We invited all practising physicians within each intervention district, including physicians from community health centres to attend a six-hour workshop on management of STD syndromes. Physicians who completed the training and subsequently received satisfactory evaluations by standardized simulated patients were invited to join a referral network. The referral network included 36 physicians and 22 health centres; these were listed in a directory of certified physicians and health centres that was distributed to certified pharmacies.
The pharmacist and midwife who conducted the STD intervention seminars subsequently made monthly follow-up visits for six months to all certified pharmacies, referral physicians, and health centres within their district. These "prevention salespersons" discussed STD/HIV prevention and provided and replenished materials for the project, including materials for pharmacies and materials for clients (Box 2). Five issues of a newsletter containing information about AIDS and STDs, with profiles of certified trainees, were published during the study and distributed to certified pharmacies in intervention districts.
We recruited and trained 16 medical students and actors as standardized simulated patients to visit pharmacies in intervention and control districts at one, three, and six months after pharmacy workers completed training (15, 16).
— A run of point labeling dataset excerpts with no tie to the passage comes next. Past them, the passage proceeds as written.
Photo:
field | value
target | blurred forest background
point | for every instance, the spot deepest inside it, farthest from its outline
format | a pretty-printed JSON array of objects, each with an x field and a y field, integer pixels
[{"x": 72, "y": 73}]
Each standardized simulated patient presented a previously described sex-specific, scripted scenario that corresponded to one of the four different STD syndromes (15). After each pharmacy visit, they completed a standardized report to evaluate the pharmacy worker's ability to recognize and discuss the syndrome as a possible STD; adequacy of management (Box 3); and recommendations for condom use with commercial or casual partners and for partner evaluation and treatment. We used these standardized simulated patients to evaluate the four primary outcomes of the study: recognition of STD symptoms, adequate management of the syndrome, recommendations for use of condoms, and recommendations for treatment of partners.
In the pilot study, we randomly selected 120 pharmacies from the intervention district and 120 from the control district for evaluation, and standardized simulated patients visited each pharmacy to present the STD syndromes at one, three, and six months after the luncheon seminar series was completed. For each pharmacy, we used a different standardized simulated patient for each of the four syndromes and for the one-, three-, and six-month evaluations to prevent recognition of standardized simulated patients by pharmacy workers.
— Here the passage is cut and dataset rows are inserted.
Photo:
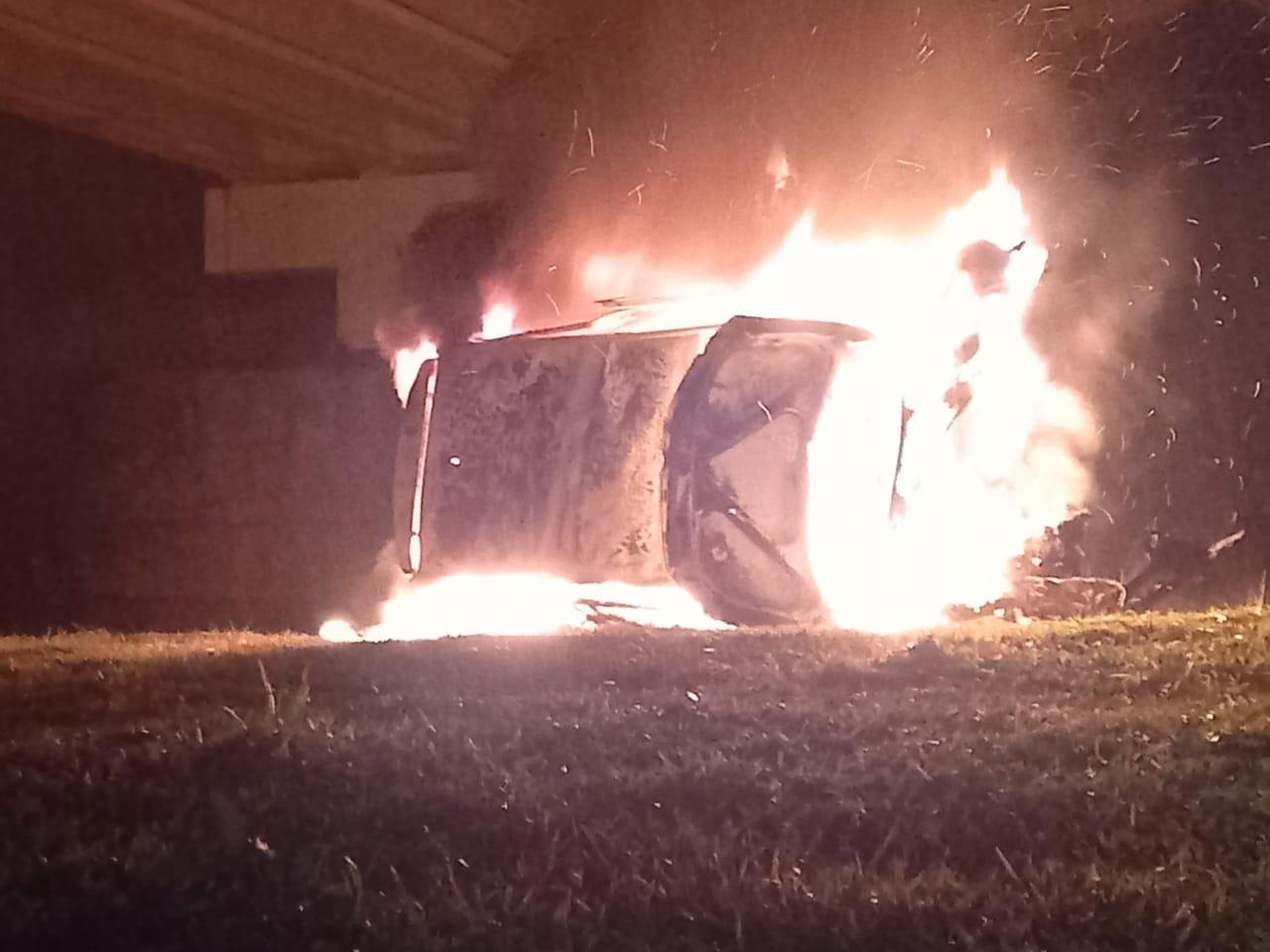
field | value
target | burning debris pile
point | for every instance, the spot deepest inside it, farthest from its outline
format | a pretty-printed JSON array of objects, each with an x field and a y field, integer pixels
[{"x": 1016, "y": 368}]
From the other six pairs of districts, we randomly chose 100 pharmacies from all intervention districts combined and 100 from all control districts combined, with the number chosen per district proportional to the total number of pharmacies per district (Fig.1). Different standardized simulated patients visited each pharmacy to present the four syndromes at one, three, and six months, with no pharmacy revisited by the same standardized simulated patient. This represented 2880 separate standardized simulated patient visits when evaluating the pilot study and 2400 visits when evaluating the remaining six pairs of districts.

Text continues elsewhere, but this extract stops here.